NASA Administrator Jim Bridenstine at the Planetary Defense Conference in Washington, DC. Solar System Exploration Research Virtual Institute / Photo Credit: YouTube screenshot
Bridenstine is among a growing number of researchers and scientists who are suggesting that governments put more effort into space programs that are specifically tasked with formulating a plan for incoming meteors and space debris.
On December 18, a massive meteor exploded over in the earth’s atmosphere, but the details of the blast have just been uncovered recently. The fireball reportedly flew over the Bering Sea, in the Pacific Ocean between Russia and Alaska.
Researchers all over the world survey for signs of disturbance around the clock and many of them initially recorded the blast.
Peter Brown at the University of Western Ontario, Canada, spotted the meteor in measurements picked up by at least 16 monitoring stations globally, according to NewScientist.
Alan Fitzsimmons of Queen’s University Belfast, UK said that “It would have been quite spectacular,” to see.
The meteor was reportedly 10 meters in diameter and had a mass of 1400 tonnes. The meteor impacted with an energy of 173 kilotons of TNT, Peter Brown said on Twitter.
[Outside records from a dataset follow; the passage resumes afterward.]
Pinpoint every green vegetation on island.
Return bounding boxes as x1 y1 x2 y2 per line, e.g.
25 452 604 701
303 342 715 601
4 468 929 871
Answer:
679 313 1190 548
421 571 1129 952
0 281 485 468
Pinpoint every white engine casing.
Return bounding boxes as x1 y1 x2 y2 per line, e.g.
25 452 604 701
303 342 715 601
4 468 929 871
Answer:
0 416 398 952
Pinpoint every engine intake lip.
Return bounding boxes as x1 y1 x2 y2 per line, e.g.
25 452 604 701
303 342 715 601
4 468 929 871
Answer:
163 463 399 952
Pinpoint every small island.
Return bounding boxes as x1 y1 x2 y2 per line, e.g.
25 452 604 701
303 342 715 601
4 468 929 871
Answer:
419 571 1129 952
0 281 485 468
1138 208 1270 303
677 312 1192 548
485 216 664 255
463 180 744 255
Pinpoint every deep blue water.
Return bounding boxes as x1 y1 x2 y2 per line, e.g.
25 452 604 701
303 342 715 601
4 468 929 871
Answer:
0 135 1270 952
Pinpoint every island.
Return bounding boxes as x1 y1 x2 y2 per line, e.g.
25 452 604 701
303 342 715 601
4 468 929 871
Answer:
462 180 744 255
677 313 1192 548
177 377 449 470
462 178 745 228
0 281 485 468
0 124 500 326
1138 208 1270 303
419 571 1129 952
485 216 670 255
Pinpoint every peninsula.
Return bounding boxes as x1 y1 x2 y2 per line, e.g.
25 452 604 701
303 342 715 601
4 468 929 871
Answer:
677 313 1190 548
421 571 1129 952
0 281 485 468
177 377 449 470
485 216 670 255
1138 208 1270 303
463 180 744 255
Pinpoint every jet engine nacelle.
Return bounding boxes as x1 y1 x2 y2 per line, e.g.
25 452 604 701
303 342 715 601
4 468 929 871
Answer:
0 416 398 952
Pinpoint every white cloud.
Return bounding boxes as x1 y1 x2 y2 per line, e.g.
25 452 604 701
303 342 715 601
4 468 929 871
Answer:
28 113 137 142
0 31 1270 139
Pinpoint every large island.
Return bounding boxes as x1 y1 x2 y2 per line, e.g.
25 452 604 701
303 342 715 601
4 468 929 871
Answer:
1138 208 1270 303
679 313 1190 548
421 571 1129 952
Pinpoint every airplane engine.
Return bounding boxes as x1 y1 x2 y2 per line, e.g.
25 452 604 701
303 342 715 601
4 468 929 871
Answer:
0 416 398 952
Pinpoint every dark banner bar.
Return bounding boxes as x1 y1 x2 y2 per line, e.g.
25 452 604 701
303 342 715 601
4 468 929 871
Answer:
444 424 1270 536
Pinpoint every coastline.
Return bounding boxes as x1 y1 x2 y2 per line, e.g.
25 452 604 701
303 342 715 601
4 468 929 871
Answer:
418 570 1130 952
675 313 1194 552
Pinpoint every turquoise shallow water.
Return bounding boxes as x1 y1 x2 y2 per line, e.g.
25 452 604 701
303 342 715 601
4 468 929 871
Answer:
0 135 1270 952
The energy caused by the explosion was incredible, registering at nearly ten the force of the blast from an atomic bomb.
Believe it or not, this type of occurrence is actually fairly common. Blasts like this have been recorded all over the world for the past few decades. The chart below shows fireballs spotted larger than three kilotons in the past several years.
“When you see these infrasound waves, you know immediately that there has been an impact or a large release of energy,” says Fitzsimmons.
Fireballs reported by US sensors / Photo Credit: NASA
This was the third-largest impact in modern history, surpassed by the 2013 Chelyabinsk explosion, and a huge blast in 1908 near Siberia, Russia. In the Chelyabinsk explosion, more than 900 hundred people were injured, mostly by broken glass. The meteor reportedly weighed 10 tons and entered the atmosphere at a speed of at least 54,000 kilometers per hour, exploding between 30 to 50 kilometers above the ground, According to NewScientist.
There are a large number of videos of the Russian meteor strike because it is common for Russian drivers to use dashboard-mounted cameras to prove liability in car accidents. This video footage gave scientists an unprecedented treasure trove of data for their research.
Of course, we have far less documentation of the Tunguska event, which occurred near Siberia in 1908 and flattened an estimated 80 million trees over an area of more than 2000 square kilometers. The Tunguska event is the largest impact event on Earth in recorded history. The explosion registered at seismic stations across Eurasia and air waves from the blast were detected in Germany, Denmark, Croatia, the UK, and as far away as Jakarta and Washington, D.C.